Possíveis origens da arte da destilação

    Pode-se considerar que a destilação foi um dos desenvolvimentos promovidos pelos alquimistas alexandrinos nas técnicas de se operar sobre a matéria. Tal consideração baseia-se nos estudos realizados sobre os textos produzidos na Antiguidade que chegaram até os dias de hoje. Conforme tais estudos, termos como ambix, lopas ou cucurbita e mesmo desenhos de alambiques estariam presentes apenas nos escritos dos alquimistas alexandrinos. De fato, nas principais fontes dos textos alquímicos alexandrinos que sobreviveram até nossos dias em cópias manuscritas feitas entre os séculos XI e XV, estão algumas figuras de instrumentos que os químicos de hoje podem facilmente associar com aparatos destilatórios.
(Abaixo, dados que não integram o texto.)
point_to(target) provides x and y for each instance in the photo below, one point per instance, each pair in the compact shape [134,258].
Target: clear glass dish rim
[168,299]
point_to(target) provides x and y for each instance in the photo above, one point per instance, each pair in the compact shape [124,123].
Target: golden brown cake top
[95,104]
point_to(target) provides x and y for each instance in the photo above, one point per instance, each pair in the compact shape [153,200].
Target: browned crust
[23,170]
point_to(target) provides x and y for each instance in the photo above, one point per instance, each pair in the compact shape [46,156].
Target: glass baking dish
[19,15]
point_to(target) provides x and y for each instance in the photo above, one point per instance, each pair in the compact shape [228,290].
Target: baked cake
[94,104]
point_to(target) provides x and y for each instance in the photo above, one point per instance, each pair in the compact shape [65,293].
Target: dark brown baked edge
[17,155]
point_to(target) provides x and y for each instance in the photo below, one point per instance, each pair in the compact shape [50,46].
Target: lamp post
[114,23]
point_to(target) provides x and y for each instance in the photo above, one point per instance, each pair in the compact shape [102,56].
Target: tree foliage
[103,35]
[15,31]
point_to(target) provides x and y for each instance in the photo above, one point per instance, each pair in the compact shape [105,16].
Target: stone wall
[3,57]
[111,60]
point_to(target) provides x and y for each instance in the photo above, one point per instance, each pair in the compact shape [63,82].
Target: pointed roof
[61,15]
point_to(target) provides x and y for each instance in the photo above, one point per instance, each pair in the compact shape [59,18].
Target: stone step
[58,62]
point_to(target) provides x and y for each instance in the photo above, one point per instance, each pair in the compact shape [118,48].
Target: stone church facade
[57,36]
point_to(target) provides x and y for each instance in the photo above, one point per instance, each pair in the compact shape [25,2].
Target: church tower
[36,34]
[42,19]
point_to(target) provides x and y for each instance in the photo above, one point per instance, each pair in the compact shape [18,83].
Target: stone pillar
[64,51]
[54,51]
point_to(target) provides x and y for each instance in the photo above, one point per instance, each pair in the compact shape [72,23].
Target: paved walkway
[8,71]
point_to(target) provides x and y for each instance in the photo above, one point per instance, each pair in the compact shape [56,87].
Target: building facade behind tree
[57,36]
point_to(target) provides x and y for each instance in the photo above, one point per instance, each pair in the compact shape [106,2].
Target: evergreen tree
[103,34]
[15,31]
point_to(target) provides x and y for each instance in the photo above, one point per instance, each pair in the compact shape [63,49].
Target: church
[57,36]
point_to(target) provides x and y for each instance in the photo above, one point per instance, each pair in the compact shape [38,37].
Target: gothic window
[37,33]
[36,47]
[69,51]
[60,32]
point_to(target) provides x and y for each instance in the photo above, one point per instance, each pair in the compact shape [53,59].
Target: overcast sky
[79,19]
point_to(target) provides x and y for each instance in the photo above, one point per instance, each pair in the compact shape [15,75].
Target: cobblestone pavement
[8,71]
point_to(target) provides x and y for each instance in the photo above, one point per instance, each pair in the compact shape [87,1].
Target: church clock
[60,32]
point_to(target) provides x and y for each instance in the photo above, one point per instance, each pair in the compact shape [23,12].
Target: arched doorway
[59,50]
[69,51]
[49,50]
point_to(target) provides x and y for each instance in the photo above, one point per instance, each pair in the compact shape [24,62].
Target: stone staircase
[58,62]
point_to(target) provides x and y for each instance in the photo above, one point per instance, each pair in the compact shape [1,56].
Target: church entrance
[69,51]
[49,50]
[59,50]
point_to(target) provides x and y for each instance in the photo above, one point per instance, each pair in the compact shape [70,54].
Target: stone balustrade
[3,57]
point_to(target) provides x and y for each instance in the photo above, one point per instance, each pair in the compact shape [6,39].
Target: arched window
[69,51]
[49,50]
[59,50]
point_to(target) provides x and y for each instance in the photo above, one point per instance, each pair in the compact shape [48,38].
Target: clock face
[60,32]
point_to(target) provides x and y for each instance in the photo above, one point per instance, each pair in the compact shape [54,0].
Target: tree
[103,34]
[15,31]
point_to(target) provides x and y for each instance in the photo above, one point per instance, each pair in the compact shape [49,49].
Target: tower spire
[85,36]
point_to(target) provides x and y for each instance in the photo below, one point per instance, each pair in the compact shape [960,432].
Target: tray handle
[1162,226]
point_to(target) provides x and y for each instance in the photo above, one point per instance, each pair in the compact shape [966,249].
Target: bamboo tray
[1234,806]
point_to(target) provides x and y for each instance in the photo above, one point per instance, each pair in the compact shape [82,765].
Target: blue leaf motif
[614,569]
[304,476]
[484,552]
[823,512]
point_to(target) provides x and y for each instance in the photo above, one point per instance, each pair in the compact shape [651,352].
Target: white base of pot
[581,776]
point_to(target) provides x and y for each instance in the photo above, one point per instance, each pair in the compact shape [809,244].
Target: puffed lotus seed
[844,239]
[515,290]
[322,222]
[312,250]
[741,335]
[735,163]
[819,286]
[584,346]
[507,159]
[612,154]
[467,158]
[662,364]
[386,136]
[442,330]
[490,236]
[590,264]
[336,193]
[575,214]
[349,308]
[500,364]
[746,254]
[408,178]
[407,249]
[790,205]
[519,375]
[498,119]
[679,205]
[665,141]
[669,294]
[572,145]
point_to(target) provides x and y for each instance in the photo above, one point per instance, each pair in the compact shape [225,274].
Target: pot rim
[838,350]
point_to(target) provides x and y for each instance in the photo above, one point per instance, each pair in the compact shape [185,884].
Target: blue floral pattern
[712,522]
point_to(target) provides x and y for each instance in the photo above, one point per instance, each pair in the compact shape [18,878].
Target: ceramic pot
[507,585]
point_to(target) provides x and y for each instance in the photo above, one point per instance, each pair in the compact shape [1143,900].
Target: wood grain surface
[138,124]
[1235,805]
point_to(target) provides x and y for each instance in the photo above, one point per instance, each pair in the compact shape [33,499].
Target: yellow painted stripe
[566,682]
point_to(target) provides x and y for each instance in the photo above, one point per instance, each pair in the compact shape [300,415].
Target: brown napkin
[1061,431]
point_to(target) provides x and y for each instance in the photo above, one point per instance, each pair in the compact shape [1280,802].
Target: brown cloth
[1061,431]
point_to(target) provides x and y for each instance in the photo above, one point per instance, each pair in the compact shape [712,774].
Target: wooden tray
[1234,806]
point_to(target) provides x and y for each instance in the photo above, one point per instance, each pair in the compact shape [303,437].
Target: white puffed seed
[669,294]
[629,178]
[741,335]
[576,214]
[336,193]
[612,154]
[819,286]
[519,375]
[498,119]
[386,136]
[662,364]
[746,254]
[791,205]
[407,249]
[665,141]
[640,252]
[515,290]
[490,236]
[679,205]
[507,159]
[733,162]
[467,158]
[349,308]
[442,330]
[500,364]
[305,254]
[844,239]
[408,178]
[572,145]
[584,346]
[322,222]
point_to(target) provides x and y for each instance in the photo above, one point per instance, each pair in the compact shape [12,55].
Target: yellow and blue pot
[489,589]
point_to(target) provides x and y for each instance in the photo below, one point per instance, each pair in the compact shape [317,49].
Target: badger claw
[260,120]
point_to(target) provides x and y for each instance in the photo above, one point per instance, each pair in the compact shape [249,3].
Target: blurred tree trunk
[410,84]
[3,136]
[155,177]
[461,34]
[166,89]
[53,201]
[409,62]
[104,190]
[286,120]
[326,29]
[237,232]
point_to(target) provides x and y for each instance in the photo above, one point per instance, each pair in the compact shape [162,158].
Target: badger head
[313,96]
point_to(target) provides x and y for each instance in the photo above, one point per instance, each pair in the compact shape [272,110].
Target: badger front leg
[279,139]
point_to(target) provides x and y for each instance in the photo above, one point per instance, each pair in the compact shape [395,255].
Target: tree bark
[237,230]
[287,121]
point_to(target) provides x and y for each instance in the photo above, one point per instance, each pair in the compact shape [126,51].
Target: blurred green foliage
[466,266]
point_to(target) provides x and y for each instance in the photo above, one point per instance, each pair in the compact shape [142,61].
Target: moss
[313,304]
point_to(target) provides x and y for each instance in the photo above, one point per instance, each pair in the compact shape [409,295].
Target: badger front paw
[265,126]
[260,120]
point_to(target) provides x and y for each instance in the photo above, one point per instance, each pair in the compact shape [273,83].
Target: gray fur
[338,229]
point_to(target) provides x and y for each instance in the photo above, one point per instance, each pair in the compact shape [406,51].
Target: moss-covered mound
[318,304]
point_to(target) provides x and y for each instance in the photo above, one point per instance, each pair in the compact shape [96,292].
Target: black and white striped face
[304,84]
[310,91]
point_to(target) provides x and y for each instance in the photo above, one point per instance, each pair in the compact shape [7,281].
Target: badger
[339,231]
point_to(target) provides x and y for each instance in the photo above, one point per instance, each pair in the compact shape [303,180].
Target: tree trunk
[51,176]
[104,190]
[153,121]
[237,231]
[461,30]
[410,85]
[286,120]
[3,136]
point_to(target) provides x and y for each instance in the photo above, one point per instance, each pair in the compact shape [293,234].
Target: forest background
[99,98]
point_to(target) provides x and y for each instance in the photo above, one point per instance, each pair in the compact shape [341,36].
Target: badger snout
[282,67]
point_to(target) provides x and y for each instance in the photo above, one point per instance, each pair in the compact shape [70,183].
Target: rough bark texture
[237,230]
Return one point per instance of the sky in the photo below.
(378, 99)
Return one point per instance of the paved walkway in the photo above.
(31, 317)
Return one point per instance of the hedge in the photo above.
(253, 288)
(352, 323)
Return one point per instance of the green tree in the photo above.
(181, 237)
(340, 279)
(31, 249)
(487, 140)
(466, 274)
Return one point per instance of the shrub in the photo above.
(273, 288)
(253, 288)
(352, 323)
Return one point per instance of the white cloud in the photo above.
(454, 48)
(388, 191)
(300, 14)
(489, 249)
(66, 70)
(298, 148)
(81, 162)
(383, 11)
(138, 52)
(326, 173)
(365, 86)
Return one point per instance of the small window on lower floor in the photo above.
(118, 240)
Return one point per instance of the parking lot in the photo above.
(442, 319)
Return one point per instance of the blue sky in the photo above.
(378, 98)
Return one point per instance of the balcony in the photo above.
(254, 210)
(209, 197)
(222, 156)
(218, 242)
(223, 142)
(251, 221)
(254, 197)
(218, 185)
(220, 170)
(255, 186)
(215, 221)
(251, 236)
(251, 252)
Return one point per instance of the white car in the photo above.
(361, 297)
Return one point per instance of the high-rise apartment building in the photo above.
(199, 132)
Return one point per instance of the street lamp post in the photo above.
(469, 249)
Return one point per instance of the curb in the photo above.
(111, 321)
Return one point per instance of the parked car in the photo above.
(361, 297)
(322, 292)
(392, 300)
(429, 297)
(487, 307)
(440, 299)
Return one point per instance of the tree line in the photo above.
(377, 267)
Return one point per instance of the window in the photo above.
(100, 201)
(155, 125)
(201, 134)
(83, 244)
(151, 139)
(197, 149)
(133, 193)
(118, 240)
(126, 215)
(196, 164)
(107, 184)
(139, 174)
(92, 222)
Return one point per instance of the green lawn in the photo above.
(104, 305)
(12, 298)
     Entretanto, apesar das semelhanças observadas entre essas figuras e os instrumentos atualmente utilizados, o processo de destilação era realizado naquela época num contexto muito diferente do atual. A destilação era uma operação alquímica, relacionada, portanto a um corpo conceitual originário de hibridizações entre ideias mágicas, religiosas e filosóficas, associadas aos conhecimentos envolvidos nas práticas artesanais egípcias.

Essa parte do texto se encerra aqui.